The Design Of Experiments vs the design of experiments

1. Jan 23, 2012

Stephen Tashi

There are always a large number of posters in the statistics section of math forums ( - in physicsforums, but also on other math websites) who present their situation as: "I 've collected all this data, how how do I analyze it?".

These posts are not a random sampling of the population of all people who analyze data. I'd think that they over represent those who are confused about the procedure. However, when I think back on my own education, statistics courses didn't emphasize that one should plan the statistical analysis of data before the decisions about how to collect data are finalized. (The only nod to that problem was the topic of how large sample sizes should be to give certain levels of "confidence".)

There is a discipline called "The Design Of Experiments", but it appears to focus on a very specific kind of model for the data, one where the dependent variables are multinomial functions of the independent variables. (Is my characterization unfair?)

I'm curious whether the modern university curricula teaches courses about the design of experiments in the general sense of the word "design". Or are students still encouraged to take the shock treatment - rush to get the data collected and then... hmmm...How am I going to analyze this?

2. Jan 24, 2012

chiro

Hey Stephen Tashi.

I took a subject titled "Sample Surveys and Experimental Design" which was an upper undergraduate/graduate course on these two topics which was a semester long 13-week course. I will refer to this course in my discussion.

In the section of the "Experimental Design" part of the course we focused mainly on the standard linear model treatment of analysis, but we did do some GLM analysis with computer packages. We also had to design our own experiment and analyze correctly.

A lot of the course was involved in designing the experiments and understanding the implications of this both in a physical context as well as mathematical (model) context and an analytic (analysis/results/interpretation) context.

So with regard to your question, we had to make sure we could understand the data and how to properly categorize it in the context of an appropriate design. We had to think about how to analyze both the context of the data (the experiment) as well as the actual data in the right manner.

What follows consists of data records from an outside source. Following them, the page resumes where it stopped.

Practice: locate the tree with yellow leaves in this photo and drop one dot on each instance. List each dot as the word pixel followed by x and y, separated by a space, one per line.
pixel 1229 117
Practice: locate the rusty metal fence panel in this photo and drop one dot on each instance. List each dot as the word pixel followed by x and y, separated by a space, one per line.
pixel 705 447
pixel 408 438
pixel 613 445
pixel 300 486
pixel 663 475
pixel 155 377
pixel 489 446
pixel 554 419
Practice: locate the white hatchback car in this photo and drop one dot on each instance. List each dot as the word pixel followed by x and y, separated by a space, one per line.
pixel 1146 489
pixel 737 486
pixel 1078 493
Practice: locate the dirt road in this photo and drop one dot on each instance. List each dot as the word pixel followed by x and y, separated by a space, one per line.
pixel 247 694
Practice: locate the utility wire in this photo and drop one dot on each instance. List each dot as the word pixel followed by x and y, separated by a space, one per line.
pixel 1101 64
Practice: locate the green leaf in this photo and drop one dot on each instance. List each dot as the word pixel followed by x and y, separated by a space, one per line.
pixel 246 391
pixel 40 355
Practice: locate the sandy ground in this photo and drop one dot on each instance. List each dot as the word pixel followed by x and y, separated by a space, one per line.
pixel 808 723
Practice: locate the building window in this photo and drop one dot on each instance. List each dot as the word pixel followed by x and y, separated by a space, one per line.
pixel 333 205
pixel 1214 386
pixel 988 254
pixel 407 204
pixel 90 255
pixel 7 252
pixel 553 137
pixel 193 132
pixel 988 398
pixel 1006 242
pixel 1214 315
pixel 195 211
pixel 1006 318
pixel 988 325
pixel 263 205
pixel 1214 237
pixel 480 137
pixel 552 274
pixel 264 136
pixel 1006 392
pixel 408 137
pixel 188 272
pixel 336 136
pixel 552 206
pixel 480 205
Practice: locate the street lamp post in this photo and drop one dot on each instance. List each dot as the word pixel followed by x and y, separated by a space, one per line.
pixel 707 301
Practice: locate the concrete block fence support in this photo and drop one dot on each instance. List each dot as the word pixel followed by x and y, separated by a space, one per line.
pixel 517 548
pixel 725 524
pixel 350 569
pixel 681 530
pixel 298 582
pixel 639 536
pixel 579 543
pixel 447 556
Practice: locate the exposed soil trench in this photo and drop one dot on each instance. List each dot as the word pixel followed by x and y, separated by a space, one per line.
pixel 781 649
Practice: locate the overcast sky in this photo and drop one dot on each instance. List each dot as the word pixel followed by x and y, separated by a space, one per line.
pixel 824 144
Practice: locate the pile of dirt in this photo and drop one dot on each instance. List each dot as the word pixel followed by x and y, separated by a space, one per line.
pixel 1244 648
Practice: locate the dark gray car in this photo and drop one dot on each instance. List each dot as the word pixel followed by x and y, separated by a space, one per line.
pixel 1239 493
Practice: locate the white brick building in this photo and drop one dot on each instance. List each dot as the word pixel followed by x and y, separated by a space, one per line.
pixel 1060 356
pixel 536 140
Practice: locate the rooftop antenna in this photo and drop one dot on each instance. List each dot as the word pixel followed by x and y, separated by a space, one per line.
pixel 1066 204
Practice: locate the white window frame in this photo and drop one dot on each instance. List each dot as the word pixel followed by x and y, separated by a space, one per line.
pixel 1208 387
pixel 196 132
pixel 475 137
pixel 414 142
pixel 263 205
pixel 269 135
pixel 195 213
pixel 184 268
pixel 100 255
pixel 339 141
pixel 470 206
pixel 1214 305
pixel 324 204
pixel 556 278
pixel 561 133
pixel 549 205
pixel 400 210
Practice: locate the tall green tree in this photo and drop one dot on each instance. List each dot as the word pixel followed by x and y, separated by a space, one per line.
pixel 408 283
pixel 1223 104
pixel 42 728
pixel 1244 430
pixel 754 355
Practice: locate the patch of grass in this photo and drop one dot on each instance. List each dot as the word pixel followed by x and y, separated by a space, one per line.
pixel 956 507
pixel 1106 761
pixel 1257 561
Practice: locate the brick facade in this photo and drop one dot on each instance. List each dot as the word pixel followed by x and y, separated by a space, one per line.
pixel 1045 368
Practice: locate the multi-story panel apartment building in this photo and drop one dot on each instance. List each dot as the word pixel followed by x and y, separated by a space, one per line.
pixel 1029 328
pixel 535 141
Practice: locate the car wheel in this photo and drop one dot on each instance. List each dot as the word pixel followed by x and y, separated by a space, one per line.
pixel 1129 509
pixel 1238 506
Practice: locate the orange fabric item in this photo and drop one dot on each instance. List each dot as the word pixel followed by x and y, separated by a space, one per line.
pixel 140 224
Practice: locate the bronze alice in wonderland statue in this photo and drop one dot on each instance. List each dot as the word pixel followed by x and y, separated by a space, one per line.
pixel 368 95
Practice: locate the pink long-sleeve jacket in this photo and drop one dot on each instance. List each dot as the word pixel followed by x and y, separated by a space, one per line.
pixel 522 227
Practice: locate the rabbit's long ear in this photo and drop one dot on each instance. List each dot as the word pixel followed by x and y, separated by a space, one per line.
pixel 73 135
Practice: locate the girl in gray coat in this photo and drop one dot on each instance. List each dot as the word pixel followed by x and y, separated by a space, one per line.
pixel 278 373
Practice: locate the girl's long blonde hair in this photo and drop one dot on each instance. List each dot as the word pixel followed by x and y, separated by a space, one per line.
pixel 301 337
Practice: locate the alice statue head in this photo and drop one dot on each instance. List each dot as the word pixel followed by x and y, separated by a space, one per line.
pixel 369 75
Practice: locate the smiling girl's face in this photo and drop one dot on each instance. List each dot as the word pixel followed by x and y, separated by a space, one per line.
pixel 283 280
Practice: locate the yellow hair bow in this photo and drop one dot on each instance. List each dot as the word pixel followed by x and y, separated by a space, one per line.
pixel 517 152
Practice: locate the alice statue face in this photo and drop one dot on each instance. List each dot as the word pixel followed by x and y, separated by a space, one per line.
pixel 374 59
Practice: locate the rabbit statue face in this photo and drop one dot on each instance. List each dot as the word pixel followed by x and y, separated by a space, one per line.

This was a harder course for myself because it required a lot more thinking than some of my other subjects and I am far from having a decent understanding of experimental design in statistics at this very moment.

We also had to identify fixed and random effects and put them into context.

So in conclusion, the course I think was pretty thorough given the amount of time that was spent on the material (about 6 weeks). It is however noted that for an honors or graduate year, there is another course that goes into material that isn't covered and I think its important to note that statistics (as I am finding out) takes a little while to learn.

I remember my professor who taught the subject was telling us how much of a shock it was when he went out into the 'real world' where he had to really learn this kind of thing because the training in university was of a different type (more mathematical), and since I intend to get into this kind of area, I will probably have a lot of trouble if I get into this area (given how I went in a more theoretical course).

Also before I forget, you have to remember that I am in a statistics major. I have high doubts that a non-statistics major would allocate enough time on even a fraction of the stuff we had to cover and it would be interesting to note how many of the threads in question come from standard science majors or engineers who take your very basic probability/hypothesis testing class that just pumps out formulas and statistical tests without really explaining what they are doing.

3. Jan 24, 2012

Stephen Tashi

That's something that interests me, too.

I suppose many people in the "hard sciences" doubt the importance of statistical studies done by social scientists, psychologists, economists etc. Perhaps I share such prejudices! So tt always surpises me when posters working in physics, astronomy, electrical engineering etc. reveal that they have collected data and only now are thinking about what statistical methods should be used to analyze it.

There are situations where can only get data from experiments done by others and it's understandable that a person can't pre-plan the statistical analysis of such data. However, when the person sets up the experiment or exerts himself to pick out certain information from a vast collection of information, I'm suprised when they don't think about the statistical analysis before they do the data collection.

4. Jan 25, 2012

chiro

I took a course in Bayesian Inference last semester (like the design course I could have went better) just to set the context.

One thing I have noticed when I took the course is that a lot of the algorithms for generating very complex distributions using the conditional statistics of the Bayesian approach are very very recent. I noticed the dates of papers were something on the order of approximately ten years ago.

I have noticed that these methods seem to be used everywhere from health all the way up to particle physics to analyze accelerator results data.

The thing is though, that I would imagine that really knowing these algorithms inside out in the context of a proper statistical analysis (relevant assumptions, context of inference and so on) would take quite a long time to really grasp solidly.

For me, I've taken a full course on this and I don't yet have the proper insight to do the above although I understand what is being done and how I can use the technique to answer things in a more limited statistical context.

I can't imagine a scientist really having this kind of insight as well unless they either a) spent a lot of time with an experienced statistician or b) had to do very specific research that required them to do a lot of solid statistics.

Another thing is that I think a lot of these people see statistics as a tool that is "secondary" to their work. To me, its a minor distraction to what they really are concerned about which ultimately depends on their field. In this way I can understand where they are coming from if this is the case.